Landkreis Donau-Ries stellt Weichen für ein hochwertiges Bildungsangebot durch Bildungsmanagement: Die Transferagentur Bayern wird den Landkreis künftig unterstützen

(v.l.n.r.): Carmen Roth und Tobias Schmidt (beide Transferagentur Bayern), Landrat Stefan Rößle und Regionalmanager Klemens Heininger. (Foto: Kapfer/LRA Donau-Ries)
Politik, Wirtschaft und Bildungsakteure im Landkreis Donau-Ries sind sich darüber einig, dass Bildung der Schlüssel zu einer leistungsfähigen Region ist.

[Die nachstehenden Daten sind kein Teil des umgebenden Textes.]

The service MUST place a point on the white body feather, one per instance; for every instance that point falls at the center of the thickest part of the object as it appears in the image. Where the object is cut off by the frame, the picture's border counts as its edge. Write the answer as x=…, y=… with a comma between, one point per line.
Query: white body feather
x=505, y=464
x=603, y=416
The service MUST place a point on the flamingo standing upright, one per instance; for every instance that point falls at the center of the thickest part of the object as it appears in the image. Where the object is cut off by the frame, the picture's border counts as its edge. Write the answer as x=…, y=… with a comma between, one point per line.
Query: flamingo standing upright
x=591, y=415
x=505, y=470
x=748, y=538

Der Landkreis verfolgt deshalb die Ziele, Bürgerinnen und Bürger für das Thema Bildung zu sensibilisieren, ein lebenslanges Lernen zu ermöglichen, den Zugang zu bestehenden Bildungsangeboten zu erleichtern sowie die Vernetzung der Bildungseinrichtungen und -akteure zu steigern.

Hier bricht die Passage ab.